The SEO Audit is not a standalone exercise. It is one input in a larger body of discovery work that informs how the site should be redesigned, restructured, and rewritten.

It connects directly to:

  • Content strategy: which pages need new keyword targeting, new structure, or new copy, and which need to be reconceived to serve the audiences that actually find the site through search
  • Information architecture: how the current URL structure and navigation affect crawlability and the ability of search engines to understand the site's topical authority
  • Conversion strategy: which audiences are arriving through organic search, what they find when they get there, and where the current experience loses them
  • Redesign prioritization: which technical issues must be resolved before launch, and which on-page improvements will have the highest impact on organic performance after launch

You cannot improve organic search performance without understanding how the current site is failing to capture it. The SEO Audit is where that understanding begins.

 

What You Get

The SEO Audit produces two deliverables.

A detailed findings report covers each significant issue identified across technical, on-page, and off-page SEO. Each finding includes what was observed, why it matters to the business, and a specific recommendation for what should change. The document is structured for presentation, organized by finding type with the highest-impact issues leading, and includes a summary of prioritized actions.

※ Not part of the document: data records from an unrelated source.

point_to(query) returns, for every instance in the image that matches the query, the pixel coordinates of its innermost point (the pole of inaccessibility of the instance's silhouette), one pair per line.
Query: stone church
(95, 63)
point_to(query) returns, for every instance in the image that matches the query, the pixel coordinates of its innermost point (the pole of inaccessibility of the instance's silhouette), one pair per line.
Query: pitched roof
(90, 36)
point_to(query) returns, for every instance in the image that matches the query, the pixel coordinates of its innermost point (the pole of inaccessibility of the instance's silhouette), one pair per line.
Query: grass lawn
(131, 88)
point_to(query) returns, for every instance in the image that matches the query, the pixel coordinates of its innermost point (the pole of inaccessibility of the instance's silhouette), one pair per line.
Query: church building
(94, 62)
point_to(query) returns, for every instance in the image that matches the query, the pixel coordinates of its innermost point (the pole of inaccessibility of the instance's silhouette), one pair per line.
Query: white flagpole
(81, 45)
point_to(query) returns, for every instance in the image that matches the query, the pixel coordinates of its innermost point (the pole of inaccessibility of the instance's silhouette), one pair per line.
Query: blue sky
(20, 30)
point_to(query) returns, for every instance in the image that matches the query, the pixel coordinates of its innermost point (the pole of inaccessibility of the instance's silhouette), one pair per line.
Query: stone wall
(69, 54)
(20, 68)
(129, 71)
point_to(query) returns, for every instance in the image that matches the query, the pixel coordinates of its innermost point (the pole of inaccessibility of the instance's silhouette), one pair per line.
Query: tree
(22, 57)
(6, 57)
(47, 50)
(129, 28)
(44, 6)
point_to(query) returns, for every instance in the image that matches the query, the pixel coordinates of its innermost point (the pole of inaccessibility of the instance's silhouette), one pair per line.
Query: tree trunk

An audit log provides the same findings in a structured, concise format organized by category (Technical, On-Page, Off-Page) and priority. It also includes a keyword rankings sheet covering the site's top non-branded performing keywords and page-2 opportunity terms, giving a clear picture of where organic visibility currently stands and where the highest-return optimization targets are. The audit log feeds directly into the broader discovery audit log compiled across all audit types during the project.